SAN FRANCISCO (KPIX 5) -- California's new conservatorship law took effect Thursday with staff members in San Francisco's Public Health Offices are already working on its implementation.

However, city residents will probably not see any immediate changes on the street as the law begins to be enforced.

"Intervention," said Jessica Nogueras. "That's what it is. I mean we're in a mental health crisis. That's what it is, right?"

Just a few feet away from Nogueras, paramedics were responding to a man in apparently drug-related distress. But as of Thursday, the city will have a bit more power in to force the city's most troubled into some kind of treatment.

"I still know that as much as this is going to help, a decent number of people it still doesn't go far enough," said  San Francisco Mayor London Breed of Governor Newsom's signing of SB40.

While a previous conservatorship law might have applied to as few as a dozen people in San Francisco, this one might affect as many as 100, those who are routinely cycling through city services, whether their entry point is jail, or San Francisco General.

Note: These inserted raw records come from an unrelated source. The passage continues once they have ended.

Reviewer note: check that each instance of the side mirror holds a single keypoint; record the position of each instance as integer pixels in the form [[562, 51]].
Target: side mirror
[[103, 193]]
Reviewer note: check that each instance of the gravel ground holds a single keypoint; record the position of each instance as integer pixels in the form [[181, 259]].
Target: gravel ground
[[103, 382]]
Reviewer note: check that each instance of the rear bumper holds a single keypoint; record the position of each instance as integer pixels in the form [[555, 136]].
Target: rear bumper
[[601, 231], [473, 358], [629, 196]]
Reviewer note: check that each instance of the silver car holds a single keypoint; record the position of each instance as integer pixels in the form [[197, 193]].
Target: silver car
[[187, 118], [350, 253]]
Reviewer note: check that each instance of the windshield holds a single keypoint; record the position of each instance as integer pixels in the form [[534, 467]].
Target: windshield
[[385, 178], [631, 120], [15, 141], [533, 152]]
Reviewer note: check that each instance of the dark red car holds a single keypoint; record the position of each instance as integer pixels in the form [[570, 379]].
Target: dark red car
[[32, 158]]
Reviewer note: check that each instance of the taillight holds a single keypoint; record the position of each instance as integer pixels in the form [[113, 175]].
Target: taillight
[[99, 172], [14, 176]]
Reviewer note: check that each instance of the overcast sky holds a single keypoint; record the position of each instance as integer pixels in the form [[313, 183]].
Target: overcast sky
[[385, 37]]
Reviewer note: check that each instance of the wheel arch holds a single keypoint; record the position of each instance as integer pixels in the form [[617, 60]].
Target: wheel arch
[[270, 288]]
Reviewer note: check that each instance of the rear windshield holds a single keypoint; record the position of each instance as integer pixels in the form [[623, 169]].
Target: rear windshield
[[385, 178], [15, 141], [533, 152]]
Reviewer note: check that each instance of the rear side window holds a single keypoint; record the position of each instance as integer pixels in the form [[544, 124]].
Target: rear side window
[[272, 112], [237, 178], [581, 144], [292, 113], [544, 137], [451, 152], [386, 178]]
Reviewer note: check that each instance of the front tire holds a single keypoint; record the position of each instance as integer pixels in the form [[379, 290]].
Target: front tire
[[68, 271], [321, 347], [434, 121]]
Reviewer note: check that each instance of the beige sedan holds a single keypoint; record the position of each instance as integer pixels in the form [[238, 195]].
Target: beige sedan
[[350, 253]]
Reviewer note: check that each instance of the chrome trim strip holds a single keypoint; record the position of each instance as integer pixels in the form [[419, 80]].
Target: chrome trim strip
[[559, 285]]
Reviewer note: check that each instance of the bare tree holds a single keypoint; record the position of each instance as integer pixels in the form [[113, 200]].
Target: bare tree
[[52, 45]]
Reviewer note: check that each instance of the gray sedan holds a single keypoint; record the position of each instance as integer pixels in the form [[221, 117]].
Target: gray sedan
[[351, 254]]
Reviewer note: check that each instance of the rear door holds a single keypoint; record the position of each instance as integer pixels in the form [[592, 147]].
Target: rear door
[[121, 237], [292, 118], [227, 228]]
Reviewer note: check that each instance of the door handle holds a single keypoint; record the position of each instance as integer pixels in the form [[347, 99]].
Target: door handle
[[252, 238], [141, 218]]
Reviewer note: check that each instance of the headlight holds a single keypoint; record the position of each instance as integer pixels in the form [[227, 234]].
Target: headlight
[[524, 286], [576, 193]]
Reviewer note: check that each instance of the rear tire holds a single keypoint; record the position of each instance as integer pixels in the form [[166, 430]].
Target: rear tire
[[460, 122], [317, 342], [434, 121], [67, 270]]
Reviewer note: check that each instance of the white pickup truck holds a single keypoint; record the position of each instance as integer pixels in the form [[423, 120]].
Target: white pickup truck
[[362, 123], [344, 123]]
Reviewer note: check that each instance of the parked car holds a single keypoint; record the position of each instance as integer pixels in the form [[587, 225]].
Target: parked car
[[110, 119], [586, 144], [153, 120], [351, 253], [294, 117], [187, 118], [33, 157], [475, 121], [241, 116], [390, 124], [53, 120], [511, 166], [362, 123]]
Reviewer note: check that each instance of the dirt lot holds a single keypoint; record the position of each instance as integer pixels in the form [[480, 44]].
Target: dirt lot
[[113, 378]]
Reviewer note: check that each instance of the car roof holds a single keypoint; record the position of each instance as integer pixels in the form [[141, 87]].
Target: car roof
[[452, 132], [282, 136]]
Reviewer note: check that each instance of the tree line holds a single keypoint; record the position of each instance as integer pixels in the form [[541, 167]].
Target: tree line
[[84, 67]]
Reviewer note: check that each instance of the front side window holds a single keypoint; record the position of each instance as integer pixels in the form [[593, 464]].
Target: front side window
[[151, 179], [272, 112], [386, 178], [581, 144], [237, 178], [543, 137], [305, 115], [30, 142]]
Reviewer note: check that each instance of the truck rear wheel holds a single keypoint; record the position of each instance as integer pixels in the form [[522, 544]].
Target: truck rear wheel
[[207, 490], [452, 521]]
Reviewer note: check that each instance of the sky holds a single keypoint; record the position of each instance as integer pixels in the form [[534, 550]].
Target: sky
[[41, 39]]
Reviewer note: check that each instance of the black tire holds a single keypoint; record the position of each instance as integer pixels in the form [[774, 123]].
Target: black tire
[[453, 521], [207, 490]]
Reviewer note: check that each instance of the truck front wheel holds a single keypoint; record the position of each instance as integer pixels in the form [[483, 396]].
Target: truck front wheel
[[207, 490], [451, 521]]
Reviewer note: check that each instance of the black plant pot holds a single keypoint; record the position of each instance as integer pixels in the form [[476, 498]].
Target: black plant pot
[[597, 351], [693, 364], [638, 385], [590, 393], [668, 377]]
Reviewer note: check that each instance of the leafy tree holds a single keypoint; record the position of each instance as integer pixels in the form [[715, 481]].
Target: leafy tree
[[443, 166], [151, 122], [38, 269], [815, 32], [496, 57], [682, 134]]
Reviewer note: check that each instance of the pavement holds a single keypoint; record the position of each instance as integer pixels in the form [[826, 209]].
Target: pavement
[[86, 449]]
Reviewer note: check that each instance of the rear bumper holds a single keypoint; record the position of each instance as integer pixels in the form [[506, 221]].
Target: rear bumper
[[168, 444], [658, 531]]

"This is certainly not a panacea. But it will support that small amount of individuals that you're talking about," explained Angelica Almeida, Ph.D. with the San Francisco Department of Public Health. "To be able to stabilize them, and get out of that cycle and keep them from deteriorating, help them engage in services."

Almeida is working to implement the new law for the city. And while is does give clinicians more leeway, the same number of incidents are still required before someone can be compelled into care.

"The eight involuntary holds, or 5150s," said Almeida.

"So that's 8 72-hour holds, but that's better than what we had before," explained Mayor Breed, saying the city previously had no means by which to compel someone into treatment. "We had absolutely nothing before."

The mayor's office has identified a pool of 4,000 individuals struggling with mental health and drug challenges. They are focusing on the 230 most critical of those. So this new law, maybe, could cut into that number. That is, if the city can successfully place them in treatment.

The law change comes as the mayor and several members of the San Francisco Board of Supervisors wrestle over what mental health reform will look like in the city. That is a discussion that could very well end up on the ballot here next year.